LOUISVILLE, Ky. — A new federal designation putting three northern Kentucky counties in line for potentially more funding to combat illegal drugs comes at the right time, the leader of a regional drug strike force said Thursday.
As the Northern Kentucky Drug Strike Force tries to choke off supplies of heroin and other illegal drugs, its director has to make sure there’s enough money available to pay his officers overtime or to keep the agency’s aging vehicles on the road.
“It would be nice if they (drug traffickers) all worked 9 to 5 like everybody else, but that’s not the case,” the director, Chris Conners, said in a phone interview. “So when the iron’s hot, we’ve got to strike, and that’s what we do.”
Conners hopes some of his budget concerns may ease eventually with the announcement by the Office of National Drug Control Policy that Boone, Campbell and Kenton counties have been added to the Ohio High Intensity Drug Trafficking Area.
“This designation into HIDTA, for a myriad of reasons, is right on time,” Conners said.
The three mostly suburban counties south of Cincinnati have been hard hit by heroin addiction. Last year, Senate Majority Leader Mitch McConnell hosted a visit by national drug czar Michael Botticelli to the area to hear accounts of how the drug woes have ravaged families.
In 2015, there were 217 drug overdose deaths combined in the three counties, up from 148 in 2012, according to state statistics. Statewide, the death toll from drug overdoses reached 1,248 in 2015, up from 1,071 in 2014.
McConnell, who helped push for the HIDTA designation for the three northern Kentucky counties, called it a “substantial step” to combat the production and trafficking of illegal drugs in the region.
The designation, he said, will enable officials to “leverage federal resources along with those of state and local partners” to benefit the counties.
“The number of deaths and drug overdoses in Kentucky are alarming, and law enforcement needs every tool imaginable to reverse the trends, change lives and beat back the devastation wrought by substance abuse,” the Kentucky Republican said.
The Kentucky counties were among 18 counties in nine states added to High Intensity Drug Trafficking Areas on Thursday. The HIDTA program, created by Congress in 1988, serves as a catalyst for coordination among federal, state and local law enforcement in areas beset by drug trafficking.
Botticelli said the program is part of efforts by President Barack Obama’s administration to expand community-based efforts to promote effective drug enforcement, reduce overdose deaths and increase access to substance abuse treatment.

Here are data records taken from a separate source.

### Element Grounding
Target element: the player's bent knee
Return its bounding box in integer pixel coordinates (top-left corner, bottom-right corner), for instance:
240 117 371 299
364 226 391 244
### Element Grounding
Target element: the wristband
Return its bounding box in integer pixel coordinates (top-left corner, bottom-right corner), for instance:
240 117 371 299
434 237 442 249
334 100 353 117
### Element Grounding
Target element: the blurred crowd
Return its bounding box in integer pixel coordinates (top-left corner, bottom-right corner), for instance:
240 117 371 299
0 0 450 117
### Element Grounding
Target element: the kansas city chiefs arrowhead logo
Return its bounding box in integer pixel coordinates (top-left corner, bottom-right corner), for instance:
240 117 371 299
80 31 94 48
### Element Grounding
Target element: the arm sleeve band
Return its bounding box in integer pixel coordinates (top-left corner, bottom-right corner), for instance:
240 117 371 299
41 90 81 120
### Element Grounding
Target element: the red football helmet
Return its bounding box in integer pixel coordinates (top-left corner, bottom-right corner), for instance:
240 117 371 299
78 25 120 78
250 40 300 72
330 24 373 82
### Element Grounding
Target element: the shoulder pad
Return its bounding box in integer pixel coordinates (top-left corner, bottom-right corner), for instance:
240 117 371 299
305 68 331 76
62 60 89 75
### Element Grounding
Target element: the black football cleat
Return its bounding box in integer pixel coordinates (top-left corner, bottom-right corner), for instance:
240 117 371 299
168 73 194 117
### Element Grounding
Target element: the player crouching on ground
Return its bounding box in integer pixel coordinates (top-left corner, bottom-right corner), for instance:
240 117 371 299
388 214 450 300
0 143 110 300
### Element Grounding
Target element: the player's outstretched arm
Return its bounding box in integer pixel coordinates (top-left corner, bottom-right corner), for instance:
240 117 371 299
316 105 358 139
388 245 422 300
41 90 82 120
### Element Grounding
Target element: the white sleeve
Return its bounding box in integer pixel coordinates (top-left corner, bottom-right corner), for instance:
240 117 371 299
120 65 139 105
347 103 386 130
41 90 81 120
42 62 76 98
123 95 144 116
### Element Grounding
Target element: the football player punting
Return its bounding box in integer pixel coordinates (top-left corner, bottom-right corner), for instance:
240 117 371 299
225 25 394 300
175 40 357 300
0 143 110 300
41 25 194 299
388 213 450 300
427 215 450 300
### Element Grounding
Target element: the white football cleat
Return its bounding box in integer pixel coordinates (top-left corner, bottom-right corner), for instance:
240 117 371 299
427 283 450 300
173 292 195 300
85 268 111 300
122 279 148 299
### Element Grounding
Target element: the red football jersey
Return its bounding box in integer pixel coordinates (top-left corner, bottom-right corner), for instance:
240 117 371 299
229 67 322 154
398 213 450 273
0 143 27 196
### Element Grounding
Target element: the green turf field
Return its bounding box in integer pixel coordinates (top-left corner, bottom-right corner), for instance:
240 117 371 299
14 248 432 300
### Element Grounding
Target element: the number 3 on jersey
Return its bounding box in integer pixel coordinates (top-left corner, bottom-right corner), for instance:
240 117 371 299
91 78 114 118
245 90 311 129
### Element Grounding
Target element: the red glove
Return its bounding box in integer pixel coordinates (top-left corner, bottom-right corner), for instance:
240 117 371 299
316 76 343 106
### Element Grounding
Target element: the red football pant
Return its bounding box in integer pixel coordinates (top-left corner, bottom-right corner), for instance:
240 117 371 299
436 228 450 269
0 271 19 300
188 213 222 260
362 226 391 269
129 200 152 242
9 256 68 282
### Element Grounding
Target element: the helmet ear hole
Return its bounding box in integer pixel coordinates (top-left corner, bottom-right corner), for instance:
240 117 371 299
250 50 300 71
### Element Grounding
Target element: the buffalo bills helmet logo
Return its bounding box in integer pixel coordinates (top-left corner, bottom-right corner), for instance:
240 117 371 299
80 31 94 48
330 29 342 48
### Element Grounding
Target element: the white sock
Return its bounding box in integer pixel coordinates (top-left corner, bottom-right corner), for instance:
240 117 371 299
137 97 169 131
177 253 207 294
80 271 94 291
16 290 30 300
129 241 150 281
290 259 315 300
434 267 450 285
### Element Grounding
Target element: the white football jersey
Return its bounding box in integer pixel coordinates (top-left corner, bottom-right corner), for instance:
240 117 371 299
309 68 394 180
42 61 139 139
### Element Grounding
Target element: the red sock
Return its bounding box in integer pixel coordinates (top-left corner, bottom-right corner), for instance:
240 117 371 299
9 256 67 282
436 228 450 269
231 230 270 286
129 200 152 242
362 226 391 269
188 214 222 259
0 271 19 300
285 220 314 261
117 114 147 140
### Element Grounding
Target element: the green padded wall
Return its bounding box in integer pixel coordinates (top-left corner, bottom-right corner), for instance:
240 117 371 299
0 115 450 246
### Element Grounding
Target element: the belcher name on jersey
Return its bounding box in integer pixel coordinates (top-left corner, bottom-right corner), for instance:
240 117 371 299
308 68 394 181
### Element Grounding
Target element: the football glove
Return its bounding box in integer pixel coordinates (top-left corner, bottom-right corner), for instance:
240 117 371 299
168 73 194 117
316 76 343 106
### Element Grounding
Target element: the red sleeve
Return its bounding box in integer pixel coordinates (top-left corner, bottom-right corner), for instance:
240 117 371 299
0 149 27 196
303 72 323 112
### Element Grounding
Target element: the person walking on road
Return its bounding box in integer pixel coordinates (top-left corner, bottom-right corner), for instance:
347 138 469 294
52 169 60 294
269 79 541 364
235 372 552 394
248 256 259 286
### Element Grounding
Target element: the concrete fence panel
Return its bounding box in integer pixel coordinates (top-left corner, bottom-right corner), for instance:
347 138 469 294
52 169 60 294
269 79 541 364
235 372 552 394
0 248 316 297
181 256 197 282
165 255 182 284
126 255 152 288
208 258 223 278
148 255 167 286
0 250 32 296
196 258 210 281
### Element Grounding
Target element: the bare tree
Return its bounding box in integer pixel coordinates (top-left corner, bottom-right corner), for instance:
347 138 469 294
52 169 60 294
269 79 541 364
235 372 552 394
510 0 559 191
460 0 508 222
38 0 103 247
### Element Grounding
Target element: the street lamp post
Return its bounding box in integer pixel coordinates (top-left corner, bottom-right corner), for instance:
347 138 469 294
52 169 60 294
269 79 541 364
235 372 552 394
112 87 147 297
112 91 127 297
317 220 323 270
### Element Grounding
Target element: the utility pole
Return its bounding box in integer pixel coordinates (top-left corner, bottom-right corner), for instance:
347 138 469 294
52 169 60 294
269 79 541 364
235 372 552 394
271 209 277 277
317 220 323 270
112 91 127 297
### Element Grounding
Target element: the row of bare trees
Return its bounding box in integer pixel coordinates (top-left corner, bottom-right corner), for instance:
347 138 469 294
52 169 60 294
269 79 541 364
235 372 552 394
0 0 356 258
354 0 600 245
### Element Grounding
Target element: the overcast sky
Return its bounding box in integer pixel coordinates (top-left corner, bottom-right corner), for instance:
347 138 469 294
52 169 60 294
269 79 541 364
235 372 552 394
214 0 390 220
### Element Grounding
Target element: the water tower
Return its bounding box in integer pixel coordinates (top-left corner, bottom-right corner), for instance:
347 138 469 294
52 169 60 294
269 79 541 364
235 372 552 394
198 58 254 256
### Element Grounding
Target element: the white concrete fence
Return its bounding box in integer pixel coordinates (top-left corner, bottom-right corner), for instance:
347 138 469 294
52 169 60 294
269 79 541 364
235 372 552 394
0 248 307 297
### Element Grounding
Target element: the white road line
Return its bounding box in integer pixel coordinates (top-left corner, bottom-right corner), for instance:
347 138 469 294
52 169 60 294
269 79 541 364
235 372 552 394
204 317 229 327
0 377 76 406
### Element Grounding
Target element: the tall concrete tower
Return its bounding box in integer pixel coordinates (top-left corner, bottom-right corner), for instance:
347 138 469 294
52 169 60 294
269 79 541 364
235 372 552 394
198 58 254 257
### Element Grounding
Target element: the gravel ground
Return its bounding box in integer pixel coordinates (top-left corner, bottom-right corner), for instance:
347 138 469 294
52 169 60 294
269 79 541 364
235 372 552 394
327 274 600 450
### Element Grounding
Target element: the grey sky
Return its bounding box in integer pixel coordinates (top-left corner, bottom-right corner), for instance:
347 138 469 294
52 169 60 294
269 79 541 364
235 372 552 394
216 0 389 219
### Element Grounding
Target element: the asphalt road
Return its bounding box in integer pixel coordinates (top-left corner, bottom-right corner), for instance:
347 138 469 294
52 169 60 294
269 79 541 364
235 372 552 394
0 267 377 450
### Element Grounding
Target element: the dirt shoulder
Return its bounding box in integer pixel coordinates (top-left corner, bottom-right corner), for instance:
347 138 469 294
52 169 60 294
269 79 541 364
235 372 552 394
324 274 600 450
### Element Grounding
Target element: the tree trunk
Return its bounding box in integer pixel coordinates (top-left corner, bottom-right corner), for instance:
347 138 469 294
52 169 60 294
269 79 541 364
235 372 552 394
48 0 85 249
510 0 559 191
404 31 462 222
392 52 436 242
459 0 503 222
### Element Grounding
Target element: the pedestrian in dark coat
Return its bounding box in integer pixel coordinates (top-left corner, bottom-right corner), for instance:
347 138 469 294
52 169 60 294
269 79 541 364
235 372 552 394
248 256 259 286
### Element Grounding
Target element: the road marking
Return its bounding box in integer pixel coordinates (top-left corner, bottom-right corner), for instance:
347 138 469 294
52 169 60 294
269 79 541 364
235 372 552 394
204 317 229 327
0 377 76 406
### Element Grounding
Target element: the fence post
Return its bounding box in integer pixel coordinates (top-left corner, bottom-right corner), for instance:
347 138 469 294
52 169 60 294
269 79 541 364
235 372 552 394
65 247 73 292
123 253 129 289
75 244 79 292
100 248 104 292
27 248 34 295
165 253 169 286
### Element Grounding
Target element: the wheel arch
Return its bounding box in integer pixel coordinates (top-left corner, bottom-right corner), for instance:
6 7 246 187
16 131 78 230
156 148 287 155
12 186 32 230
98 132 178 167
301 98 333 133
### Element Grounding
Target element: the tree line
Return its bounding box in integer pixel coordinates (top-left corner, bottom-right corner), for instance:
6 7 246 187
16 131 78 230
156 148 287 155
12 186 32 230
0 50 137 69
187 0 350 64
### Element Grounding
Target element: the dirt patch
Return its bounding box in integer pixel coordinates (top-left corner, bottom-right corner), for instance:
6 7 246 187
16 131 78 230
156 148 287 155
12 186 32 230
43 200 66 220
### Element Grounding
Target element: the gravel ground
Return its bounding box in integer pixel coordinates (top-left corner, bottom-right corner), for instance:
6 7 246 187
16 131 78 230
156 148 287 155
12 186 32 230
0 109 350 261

A number of Kentucky counties, including a large swath of southeastern Kentucky, are part of the Appalachia HIDTA.
The designation adding Boone, Campbell and Kenton counties to the Ohio HIDTA comes as drug treatment providers in northern Kentucky struggle with ongoing demands for assistance from addicts.
Transitions Inc. could double the number of residential treatment beds available for women and it would still be at capacity within days, said Jim Beiting, CEO of the addiction services provider in northern Kentucky. Its services include residential treatment for men and women.
“If somebody calls today and says ‘I need to get some help and I’m using heroin,’ and if I say, ‘well, we don’t have a bed, can you call back Tuesday?’ They may not be alive. So it’s a lot of pressure when somebody calls,” he said.
Transitions strives to find help for people the same day they call, whether it’s there or a referral to another provider, he said.